The range of courses cover land-based provision including Agriculture, Horticulture, Floristry, Greenkeeping, Hard Landscaping, Equine Studies, Agricultural Engineering, Metalsmithing, Animal Management, Veterinary Nursing, Countryside Management, Forestry and Arboriculture, Adventure Education and Sport, International Wine Business, Viticulture and Oenology, and Wine Production.

The college was visited by The Princess Royal in March 2008 to open a new Children's Rural Education Centre marking the Year of Food and Farming.

==Viticulture and Oenology==
Full courses offered are Foundation, BSc and MSc courses in Viticulture and Oenology, as well as in Wine Business, and around 180 domestic and international students attend these courses each year. It is the Centre of Excellence for the burgeoning wine industry in the UK.

Short courses include intensive courses in wine production for smaller growers and vineyard employees, known as WineSkills, a range of WSET courses, and bespoke courses and events.

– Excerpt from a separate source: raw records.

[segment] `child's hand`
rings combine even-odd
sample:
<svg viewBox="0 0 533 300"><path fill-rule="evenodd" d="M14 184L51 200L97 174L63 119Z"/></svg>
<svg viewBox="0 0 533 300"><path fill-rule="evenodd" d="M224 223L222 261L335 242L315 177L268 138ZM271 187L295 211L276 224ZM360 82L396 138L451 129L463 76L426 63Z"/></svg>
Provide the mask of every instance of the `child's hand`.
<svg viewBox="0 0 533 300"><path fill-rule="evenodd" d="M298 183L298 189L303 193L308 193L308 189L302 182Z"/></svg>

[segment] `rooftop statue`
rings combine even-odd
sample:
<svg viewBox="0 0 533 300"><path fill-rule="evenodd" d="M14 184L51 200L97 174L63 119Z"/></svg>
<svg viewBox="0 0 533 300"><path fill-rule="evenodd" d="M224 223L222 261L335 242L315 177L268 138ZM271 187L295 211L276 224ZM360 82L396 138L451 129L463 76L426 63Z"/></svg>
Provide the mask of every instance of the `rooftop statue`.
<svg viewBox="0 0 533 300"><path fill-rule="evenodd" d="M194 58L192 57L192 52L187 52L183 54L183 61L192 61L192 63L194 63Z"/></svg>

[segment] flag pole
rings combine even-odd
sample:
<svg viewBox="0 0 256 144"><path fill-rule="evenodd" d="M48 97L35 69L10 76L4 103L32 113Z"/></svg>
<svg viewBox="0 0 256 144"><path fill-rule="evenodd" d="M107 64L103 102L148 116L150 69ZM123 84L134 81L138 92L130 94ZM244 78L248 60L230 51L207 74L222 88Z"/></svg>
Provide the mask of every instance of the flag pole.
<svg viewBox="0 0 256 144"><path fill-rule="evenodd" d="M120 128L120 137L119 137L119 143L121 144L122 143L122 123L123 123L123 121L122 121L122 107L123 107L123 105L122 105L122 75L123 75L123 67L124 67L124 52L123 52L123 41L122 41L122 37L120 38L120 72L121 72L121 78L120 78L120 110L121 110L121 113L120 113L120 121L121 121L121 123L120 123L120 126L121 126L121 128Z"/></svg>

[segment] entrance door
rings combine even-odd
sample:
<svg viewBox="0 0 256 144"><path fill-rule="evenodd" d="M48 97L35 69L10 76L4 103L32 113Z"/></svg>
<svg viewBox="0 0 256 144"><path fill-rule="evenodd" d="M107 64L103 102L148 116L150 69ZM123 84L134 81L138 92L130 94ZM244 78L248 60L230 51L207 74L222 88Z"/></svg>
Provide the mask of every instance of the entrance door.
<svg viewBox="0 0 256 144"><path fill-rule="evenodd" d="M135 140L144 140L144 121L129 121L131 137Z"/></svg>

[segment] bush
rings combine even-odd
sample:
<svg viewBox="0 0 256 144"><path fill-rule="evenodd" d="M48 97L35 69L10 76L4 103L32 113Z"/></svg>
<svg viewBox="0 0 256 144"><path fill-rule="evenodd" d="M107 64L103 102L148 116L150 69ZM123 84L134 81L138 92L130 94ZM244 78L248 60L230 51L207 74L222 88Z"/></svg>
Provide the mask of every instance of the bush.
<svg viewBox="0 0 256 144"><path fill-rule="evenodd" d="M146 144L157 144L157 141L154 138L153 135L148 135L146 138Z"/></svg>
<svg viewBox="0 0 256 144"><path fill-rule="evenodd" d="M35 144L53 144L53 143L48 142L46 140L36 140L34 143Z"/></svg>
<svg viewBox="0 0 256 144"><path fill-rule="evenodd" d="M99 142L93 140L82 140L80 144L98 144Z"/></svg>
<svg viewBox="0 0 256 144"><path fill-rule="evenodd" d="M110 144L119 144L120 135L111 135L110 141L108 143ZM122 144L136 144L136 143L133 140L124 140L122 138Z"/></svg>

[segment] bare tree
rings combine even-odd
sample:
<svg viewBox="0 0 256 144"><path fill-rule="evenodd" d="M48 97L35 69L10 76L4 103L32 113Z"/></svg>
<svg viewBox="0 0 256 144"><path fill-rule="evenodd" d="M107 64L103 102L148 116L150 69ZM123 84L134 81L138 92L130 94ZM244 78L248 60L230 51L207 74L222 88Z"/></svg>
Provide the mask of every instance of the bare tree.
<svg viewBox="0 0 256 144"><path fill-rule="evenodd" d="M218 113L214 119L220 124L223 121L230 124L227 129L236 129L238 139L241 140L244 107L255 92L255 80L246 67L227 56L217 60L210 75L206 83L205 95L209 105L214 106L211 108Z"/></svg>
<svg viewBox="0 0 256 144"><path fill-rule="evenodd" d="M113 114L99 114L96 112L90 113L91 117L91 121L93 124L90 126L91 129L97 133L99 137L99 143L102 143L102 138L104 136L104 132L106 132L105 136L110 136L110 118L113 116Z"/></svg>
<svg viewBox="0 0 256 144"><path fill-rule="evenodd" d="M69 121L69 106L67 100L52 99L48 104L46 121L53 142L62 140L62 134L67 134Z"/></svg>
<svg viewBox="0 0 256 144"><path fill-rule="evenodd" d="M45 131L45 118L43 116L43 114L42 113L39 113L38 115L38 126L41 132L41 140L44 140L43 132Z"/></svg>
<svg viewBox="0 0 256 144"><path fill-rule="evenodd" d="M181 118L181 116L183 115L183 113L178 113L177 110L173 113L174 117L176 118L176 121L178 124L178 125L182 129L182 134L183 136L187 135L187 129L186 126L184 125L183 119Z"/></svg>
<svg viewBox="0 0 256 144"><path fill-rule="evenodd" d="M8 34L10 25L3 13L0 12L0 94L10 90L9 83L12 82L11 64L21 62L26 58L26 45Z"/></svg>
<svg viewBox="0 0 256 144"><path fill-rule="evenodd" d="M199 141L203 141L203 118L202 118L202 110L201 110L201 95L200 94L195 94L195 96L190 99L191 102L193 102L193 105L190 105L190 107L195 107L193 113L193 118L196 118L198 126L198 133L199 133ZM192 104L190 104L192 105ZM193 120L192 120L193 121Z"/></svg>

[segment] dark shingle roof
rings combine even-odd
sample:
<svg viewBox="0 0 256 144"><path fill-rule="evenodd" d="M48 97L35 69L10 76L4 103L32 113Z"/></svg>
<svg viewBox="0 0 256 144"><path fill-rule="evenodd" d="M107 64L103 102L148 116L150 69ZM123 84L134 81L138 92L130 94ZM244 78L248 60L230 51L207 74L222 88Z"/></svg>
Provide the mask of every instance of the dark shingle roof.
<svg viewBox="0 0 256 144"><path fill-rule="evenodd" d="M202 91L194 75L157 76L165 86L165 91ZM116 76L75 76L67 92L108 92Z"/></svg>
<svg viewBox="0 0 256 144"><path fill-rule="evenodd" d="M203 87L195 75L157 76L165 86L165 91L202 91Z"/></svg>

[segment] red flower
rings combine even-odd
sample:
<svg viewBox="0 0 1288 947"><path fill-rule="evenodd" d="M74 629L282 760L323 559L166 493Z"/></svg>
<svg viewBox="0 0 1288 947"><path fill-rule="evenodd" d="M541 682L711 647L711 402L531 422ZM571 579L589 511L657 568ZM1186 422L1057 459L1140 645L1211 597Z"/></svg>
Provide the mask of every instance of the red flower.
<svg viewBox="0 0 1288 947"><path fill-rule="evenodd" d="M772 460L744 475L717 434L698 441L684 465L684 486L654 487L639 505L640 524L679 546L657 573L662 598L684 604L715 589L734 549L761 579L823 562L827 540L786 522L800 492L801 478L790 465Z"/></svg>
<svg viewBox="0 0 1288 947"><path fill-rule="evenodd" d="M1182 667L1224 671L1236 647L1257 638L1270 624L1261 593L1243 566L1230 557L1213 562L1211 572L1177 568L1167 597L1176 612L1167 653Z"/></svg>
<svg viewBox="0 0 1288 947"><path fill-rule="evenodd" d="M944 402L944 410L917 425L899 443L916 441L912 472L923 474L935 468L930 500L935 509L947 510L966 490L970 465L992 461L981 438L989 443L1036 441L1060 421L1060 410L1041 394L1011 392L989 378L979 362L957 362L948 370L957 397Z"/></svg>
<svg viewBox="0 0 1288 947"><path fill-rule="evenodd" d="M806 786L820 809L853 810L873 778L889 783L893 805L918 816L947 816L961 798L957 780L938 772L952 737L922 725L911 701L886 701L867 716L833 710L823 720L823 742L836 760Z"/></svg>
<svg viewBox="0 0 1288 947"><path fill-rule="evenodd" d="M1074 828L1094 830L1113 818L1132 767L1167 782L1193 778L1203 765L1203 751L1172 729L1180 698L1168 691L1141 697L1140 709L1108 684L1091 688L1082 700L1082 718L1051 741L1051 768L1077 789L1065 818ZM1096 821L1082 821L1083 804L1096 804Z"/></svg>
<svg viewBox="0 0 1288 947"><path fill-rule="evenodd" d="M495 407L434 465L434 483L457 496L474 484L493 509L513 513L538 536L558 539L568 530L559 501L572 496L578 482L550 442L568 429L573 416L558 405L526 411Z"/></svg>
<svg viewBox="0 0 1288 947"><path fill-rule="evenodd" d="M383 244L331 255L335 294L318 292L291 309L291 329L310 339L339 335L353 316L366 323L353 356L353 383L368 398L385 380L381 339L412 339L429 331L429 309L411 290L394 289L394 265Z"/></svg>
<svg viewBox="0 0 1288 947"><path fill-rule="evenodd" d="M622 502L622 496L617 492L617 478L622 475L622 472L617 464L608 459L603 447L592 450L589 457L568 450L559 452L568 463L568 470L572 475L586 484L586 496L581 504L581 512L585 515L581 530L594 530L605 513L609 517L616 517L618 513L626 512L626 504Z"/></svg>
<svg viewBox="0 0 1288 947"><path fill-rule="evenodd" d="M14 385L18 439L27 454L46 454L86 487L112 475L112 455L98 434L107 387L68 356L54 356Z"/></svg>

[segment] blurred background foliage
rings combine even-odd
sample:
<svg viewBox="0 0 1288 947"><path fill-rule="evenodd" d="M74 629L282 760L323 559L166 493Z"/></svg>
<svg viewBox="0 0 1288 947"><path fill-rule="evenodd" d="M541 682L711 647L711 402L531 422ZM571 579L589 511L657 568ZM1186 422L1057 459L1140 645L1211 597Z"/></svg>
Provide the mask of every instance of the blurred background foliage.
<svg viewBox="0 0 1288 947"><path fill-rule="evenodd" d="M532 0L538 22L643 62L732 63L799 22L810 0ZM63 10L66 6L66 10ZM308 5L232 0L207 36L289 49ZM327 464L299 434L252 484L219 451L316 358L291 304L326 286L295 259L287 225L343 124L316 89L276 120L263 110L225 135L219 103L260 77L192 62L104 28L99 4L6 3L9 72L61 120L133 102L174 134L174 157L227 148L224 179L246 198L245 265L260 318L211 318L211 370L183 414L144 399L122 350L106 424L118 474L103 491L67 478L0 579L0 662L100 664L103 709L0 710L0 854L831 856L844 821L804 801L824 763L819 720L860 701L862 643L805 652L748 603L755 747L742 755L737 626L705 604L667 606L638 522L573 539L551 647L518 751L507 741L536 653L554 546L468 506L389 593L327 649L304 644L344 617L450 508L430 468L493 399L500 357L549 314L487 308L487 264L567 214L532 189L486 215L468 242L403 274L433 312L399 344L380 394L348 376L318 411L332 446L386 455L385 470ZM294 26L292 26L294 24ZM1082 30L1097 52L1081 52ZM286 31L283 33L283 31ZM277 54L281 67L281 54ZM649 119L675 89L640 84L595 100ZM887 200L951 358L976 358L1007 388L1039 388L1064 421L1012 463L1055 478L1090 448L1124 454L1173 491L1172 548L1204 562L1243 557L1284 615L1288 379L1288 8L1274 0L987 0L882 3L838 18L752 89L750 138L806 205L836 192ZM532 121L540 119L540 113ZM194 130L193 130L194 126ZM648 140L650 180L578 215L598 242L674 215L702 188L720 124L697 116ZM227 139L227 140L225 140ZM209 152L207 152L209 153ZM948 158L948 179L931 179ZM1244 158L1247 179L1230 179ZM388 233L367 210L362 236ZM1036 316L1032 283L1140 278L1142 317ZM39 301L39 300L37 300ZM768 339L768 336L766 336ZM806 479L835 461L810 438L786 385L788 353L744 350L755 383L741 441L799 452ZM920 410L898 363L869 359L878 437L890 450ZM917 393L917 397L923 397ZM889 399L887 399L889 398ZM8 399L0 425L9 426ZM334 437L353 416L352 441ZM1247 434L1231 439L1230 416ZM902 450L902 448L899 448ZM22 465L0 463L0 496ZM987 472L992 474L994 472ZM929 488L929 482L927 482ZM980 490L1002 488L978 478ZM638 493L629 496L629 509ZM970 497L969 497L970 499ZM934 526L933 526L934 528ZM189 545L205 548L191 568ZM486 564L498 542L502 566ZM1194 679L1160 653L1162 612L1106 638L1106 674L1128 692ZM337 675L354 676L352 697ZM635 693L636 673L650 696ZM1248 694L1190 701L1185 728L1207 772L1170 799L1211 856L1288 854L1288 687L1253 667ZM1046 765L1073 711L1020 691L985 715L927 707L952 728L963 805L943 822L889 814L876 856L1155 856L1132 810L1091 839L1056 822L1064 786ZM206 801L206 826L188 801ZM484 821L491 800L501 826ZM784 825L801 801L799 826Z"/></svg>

The college has a 7.3ha of productive vineyard called Rocklodge Vineyard in Scaynes Hill with a newly-planted vineyard in Ditchling due to come into full production in 2021 or 2022, a semi-commercial winery, laboratories, and a sensory evaluation room. With the assistance of both a professional viticulturalist and winemaker, students have a large hand in creating the wine, sold commercially on-line and in local retail outlets

The Duchess of Cornwall visited Plumpton College to open their new Wine Research Facility on 26 March 2014.